Bildungseinrichtungen haben auf den unterschiedlichen Ebenen ihre Verantwortung wahrzunehmen, um junge Menschen gut auf die – ungewisse – Zukunft vorzubereiten. Neben der Schaffung der notwendigen Strukturen geht es um reflektierte Denk- und Arbeitsweisen, die Lust darauf machen, kollaborativ Lösungen für Probleme zu entwickeln und Herausforderungen verantwortungsvoll zu begegnen. Nicht zuletzt geht es auch darum, die Ergebnisoffenheit des Prozesses als Übergangsphase anzunehmen, nicht nur hinsichtlich künftiger Transformation der Gesellschaft, sondern vor allem auch hinsichtlich der Frage(n), wie wirksame Bildungsprozesse für eine nachhaltige Entwicklung aussehen sollen und können.

  • Welche theoretischen und praktischen Ansätze können den konstruktiven Umgang mit der Ergebnisoffenheit und Unsicherheit in Anliegen der Bildung für nachhaltige Entwicklung unterstützen?
  • Welche theoretischen Überlegungen und empirischen Erkenntnisse fördern die Überbrückung der Lücke zwischen Wissen, Bewusstsein und Handeln?
  • Wie gelingen Partizipation, Kollaboration und Kommunikation?
  • Welchen Einfluss haben die Menschen im System (Schulleitung, Lehrpersonen, KindergartenpädagogInnen, Eltern, peers, ...)?
  • Welche Chancen und Herausforderungen bei der breitenwirksamen Verankerung von Bildung für nachhaltige Entwicklung auf allen Ebenen („whole system approach“, Organisationsentwicklung, Schulentwicklung, LehrerInnenaus-,-fort- und -weiterbildung, Unterrichtsentwicklung, Projektunterricht, Fachunterricht etc.) lassen sich erkennen? Welche erfolgversprechenden Modelle zeichnen sich ab?
  • Was sind die notwendigen Haltungen, Denk- und Arbeitsweisen und welchen Beitrag kann formale Bildung konkret zu deren Entwicklung leisten?
  • Welchen fachspezifischen Beitrag können einzelne Schulfächer zur Mitgestaltung einer nachhaltigen Entwicklung leisten?
  • Welchen Beitrag kann die Elementarpädagogik zur Mitgestaltung einer nachhaltigen Entwicklung leisten?
  • Wie kann emanzipatorische Bildung für nachhaltige Entwicklung, die auf Handlungsorientierung und Teilhabe fokussiert, aus diversen fachdidaktischen Perspektiven heraus begründet werden?
  • Wie kann systemisches, kritisches, reflexives Denken im Fachunterricht und fächerübergreifenden Unterricht unterstützt werden?
  • Welche zentralen Bildungs- und Lehraufgaben ergeben sich aus den Herausforderungen des globalen Wandels und welche Inhalte und Methoden lassen sich damit verbinden, um Lernanlässe zu gestalten, die die Herausforderungen konstruktiv aufgreifen und Beiträge zu einer nachhaltigen Entwicklung ermöglichen (good practice-Beispiele, internationale Entwicklungen)?

In unserem Jahresband 2019 sollen möglichst vielfältige Perspektiven und Optionen für die weitere Entwicklung aufgezeigt und diskutiert werden.

Wir laden Wissenschaftler_innen und Praktiker_innen ein,

bis 1. November 2018

Abstracts (ca. 1/2 Seite) für Beiträge zum Jahresband an transfer@ph-tirol.ac.at zu senden.

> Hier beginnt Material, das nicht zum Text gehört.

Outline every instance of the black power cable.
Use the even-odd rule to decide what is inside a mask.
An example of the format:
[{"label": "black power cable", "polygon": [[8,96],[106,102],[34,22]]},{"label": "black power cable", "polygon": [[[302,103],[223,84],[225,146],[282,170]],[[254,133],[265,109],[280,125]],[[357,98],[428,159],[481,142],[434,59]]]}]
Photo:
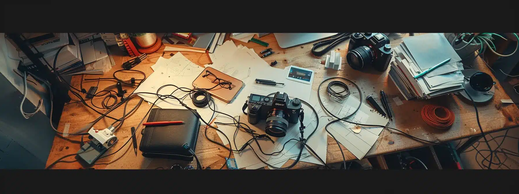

Bitte beachten Sie die Vorgaben für die Beitragsformate!

Weiterer Ablauf:

  • fachliche Begutachtung der Abstracts, auf dieser Grundlage dann Einladung zur Beitragseinreichung: Anfang Dezember 2018
  • Deadline Einreichung Beiträge: 31. Jänner 2019
  • fachliche Begutachtung der Beiträge und allgemeines Lektorat, dann korrigierte Manuskripte an die Autor_innen retour: Ende April 2019
  • Einarbeitung unserer Korrekturen durch die Autor_innen bis Mitte Juni 2019.

transfer 5 erscheint im Dezember 2019.